You're speaking about the regulatory authority and the provincial colleges, which I'm not a part of, but I actually did speak to the chief medical officer of our college, the CPSO, about this.
As soon as they do a very thorough investigation, and as soon as there's any possibility that it is falling into the criminal realm, then it gets moved along. We have, unfortunately, many cases of that with regard to sexual assaults and sexual violence, so there is a precedent there and they are quite experienced. What she did say is that she wants to hear about all of this, and they're not hearing any of this.
You're speaking about the reporting, and it is a major issue because patients in general don't want to report. The literature suggests that only 20% of patient safety incidents that lead to mortality, increase morbidity or increase hospital stays get reported.
That's heightened completely for indigenous patients. When we speak to our people, they're worried about reporting. They're worried about the repercussions. If they make an anonymous report, the institution will not act because it's anonymous. If they make a report and they attach their name to it, they're suddenly the whistle-blower in a hostile environment, etc.

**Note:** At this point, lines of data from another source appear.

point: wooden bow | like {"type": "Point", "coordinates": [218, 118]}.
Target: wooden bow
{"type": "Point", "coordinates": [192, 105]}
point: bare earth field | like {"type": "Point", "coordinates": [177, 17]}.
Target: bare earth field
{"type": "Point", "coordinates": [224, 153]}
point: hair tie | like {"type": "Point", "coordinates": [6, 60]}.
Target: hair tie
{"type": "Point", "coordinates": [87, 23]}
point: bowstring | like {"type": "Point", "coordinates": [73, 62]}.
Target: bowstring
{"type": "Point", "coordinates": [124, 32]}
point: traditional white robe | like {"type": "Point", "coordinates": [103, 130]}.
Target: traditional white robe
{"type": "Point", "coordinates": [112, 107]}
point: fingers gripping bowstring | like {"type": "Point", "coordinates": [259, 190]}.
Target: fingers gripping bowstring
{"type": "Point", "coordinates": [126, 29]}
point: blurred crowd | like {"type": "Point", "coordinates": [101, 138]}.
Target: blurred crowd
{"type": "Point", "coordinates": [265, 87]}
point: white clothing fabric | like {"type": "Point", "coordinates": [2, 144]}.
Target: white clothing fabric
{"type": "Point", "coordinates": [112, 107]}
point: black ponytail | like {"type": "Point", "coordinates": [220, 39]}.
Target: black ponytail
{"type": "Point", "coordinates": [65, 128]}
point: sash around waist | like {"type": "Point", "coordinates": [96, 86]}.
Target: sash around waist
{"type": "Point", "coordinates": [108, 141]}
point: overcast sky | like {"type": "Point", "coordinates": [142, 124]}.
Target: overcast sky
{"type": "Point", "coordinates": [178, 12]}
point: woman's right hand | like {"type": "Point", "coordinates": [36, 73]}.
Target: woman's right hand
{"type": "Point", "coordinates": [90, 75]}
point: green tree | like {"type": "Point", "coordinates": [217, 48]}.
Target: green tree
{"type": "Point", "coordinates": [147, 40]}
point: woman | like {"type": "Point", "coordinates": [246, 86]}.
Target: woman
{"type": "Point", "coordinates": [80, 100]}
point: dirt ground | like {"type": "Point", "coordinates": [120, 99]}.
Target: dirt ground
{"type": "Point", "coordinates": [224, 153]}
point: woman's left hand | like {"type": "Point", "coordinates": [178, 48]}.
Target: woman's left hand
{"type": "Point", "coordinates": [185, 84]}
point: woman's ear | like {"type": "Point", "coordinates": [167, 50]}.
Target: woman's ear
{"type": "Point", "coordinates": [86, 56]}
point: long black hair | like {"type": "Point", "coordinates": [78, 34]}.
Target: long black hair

I think the crux of one of the things that needs to be worked on is what reporting that is safe looks like. Maybe it's to a third party who doesn't have to disclose the full background and identity and ideally is someone who is indigenous or understands the indigenous experience. Then, do a more robust investigation. I think that reporting piece is critical when we look at the way.... We have a lot of experience in the patient safety world and in our health care institutions.